¿Y la democracia?
La Democracia, que es la forma más justa que se le ha ocurrido a la humanidad para ser gobernada, no es perfecta, ni está cerca de serlo.
Ejemplos como el que actualmente padecemos en Mexico, donde por voluntad popular y desidia de muchos, se votó por darle, prácticamente, todo el poder a un sólo partido, nos deben dejar una lección, amarga al parecer, pero insoslayable.
La Democracia, que es la forma más justa que se le ha ocurrido a la humanidad para ser gobernada, no es perfecta, ni está cerca de serlo.
Ejemplos como el que actualmente padecemos en Mexico, donde por voluntad popular y desidia de muchos, se votó por darle, prácticamente, todo el poder a un sólo partido, nos deben dejar una lección, amarga al parecer, pero insoslayable.
Cuando un pueblo, molesto por los abusos de los gobiernos anteriores, decide volcarse a apoyar una propuesta atractiva y le da todo el poder, lo que está haciendo es abdicar a su derecho de decidir a lo largo del período en el que esa "propuesta" gobierne.

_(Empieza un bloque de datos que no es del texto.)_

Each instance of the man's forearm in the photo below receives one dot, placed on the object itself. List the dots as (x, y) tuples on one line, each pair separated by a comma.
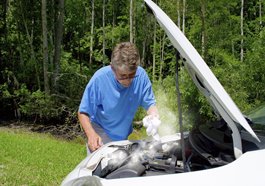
[(85, 122), (152, 110)]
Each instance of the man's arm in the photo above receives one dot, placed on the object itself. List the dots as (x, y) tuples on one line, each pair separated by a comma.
[(94, 140), (152, 110)]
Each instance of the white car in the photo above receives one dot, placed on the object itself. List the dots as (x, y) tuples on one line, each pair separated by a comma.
[(227, 152)]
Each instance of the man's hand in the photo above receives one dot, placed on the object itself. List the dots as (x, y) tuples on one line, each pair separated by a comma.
[(94, 141), (151, 123)]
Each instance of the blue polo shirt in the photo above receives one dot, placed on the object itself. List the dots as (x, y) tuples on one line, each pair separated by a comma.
[(113, 106)]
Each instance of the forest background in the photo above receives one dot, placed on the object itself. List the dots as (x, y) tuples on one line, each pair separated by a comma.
[(50, 49)]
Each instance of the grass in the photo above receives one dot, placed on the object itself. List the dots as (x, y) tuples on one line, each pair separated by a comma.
[(36, 159)]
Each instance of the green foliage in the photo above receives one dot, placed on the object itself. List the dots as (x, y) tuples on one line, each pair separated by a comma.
[(35, 159), (36, 104), (21, 54)]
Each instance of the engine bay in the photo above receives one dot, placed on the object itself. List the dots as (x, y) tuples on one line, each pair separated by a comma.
[(205, 147)]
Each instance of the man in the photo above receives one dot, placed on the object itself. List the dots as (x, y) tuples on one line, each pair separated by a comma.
[(112, 97)]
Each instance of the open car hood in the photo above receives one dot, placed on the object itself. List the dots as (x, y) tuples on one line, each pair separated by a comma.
[(203, 78)]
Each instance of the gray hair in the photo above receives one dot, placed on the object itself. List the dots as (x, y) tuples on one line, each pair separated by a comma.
[(125, 56)]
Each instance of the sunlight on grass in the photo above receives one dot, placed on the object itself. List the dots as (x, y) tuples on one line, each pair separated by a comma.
[(36, 159)]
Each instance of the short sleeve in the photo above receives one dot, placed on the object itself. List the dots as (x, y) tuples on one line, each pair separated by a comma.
[(90, 99)]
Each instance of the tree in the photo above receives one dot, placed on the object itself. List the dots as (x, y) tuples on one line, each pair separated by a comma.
[(58, 40), (242, 31), (45, 46)]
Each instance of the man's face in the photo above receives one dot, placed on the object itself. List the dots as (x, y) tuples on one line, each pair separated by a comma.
[(123, 76)]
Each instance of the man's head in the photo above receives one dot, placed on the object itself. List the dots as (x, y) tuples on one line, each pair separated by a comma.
[(125, 56), (125, 59)]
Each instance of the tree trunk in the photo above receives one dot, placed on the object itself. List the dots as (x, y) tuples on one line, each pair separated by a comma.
[(45, 46), (30, 37), (162, 58), (260, 13), (113, 21), (58, 40), (92, 31), (242, 31), (131, 21), (154, 52)]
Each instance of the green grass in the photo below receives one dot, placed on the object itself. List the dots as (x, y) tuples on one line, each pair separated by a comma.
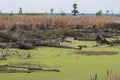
[(71, 66)]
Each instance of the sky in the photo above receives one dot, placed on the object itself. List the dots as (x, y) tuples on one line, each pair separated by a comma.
[(44, 6)]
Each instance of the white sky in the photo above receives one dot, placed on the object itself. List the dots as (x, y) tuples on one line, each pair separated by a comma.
[(85, 6)]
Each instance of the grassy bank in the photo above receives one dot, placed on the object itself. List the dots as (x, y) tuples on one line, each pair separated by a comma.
[(71, 66)]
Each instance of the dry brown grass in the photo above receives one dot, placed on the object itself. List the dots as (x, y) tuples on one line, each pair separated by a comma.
[(7, 22), (96, 53)]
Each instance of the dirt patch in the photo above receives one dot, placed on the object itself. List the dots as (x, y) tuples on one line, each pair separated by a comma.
[(25, 68), (96, 53)]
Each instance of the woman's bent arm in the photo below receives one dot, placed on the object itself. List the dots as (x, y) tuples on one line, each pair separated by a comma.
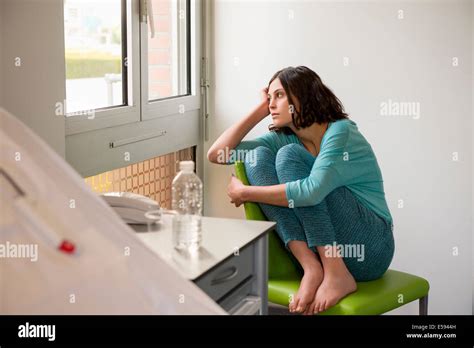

Déjenme poner un ejemplo, el 53% de los votos en una elección son para un candidato a la Presidencia, el sistema de tres poderes independientes supondría garantizar contrapesos para que no haga su santa voluntad, pero se le da a ese mismo grupo partidista el 67% de los escaños en ambas cámaras. Está dándose control absoluto a un sólo grupo, con la vana esperanza de que piensen primero en el país, y no en su partido.
A la mitad del período para el que fueron elegidos, la gente que votó por el susodicho partido, una parte, digamos un 20% del 53% con el que empezamos este simil, ya no está de acuerdo con el actuar de su gobierno, aunados al 47% de los que no votaron por dicho partido, resultaría que aproximadamente el 57% de la población ya no está conforme con el gobierno.
¿Y la Democracia?
Es prácticamente imposible hacer que una masa deje de comportarse como masa y piense individualmente, el efecto de poder que se presenta al ser muchos es muy difícil de evitar.
Nos han hecho creer que mayoría de votos significa tener la razón, sin embargo, filias y fobias aparte, no significa nada más que, qué en ese momento, muchos pensaban igual.
No hay garantía de éxito, el proceso puede ser democrático, cumplir las leyes, pero el factor humano ( enojo, desesperanza, revancha) lo condiciona.
No estoy proponiendo el anarquismo, ni la Ley de la Selva, ni volver a las monarquías absolutas. La idea que traigo dando vueltas en la cabeza va por el lado de ponerle candados a esas apoteósicas victorias.
Mi propuesta es limitar constitucionalmente el poder, que eventualmente pudiera tener un solo grupo político. Sobre todo en un país donde se necesita que el Congreso sea el que destituya a un mal gobernante. Y tomando en cuenta que si le damos dos de los tres poderes a un solo grupo, es muy fácil que coopten el tercer poder.
Los diputados de representación proporcional hacen que todos los partidos alcancen a tener representación en las cámaras, pero se crearon para tirarle un hueso a los partidos "chiquitos" que son muy útiles en las alianzas. No para que sirvan de contrapeso.
Limitar el porcentaje máximo de escaños que pudiera tener un solo partido para que no alcancen la mayoría calificada, podría obligarlos a tener que negociar, pero sería muy difícil evitar los cambios de bandera de algunos congresistas más interesados en su propio desarrollo.
No tengo una idea clara de cómo hacerlo, pero es indispensable para que un instituto político no nos deje en, prácticamente, un estado de indefensión, como es el caso actual, habría que legislar para evitarlo.
Estoy seguro que hay plumas, en este caso dedos y teclas, más capaces que la mía, que podrían abonar sobre el tema, para no volver a tener un dictador por elección y con una corte de aplaudidores en el Congreso, y todo porque así lo quiso una mayoría enojada.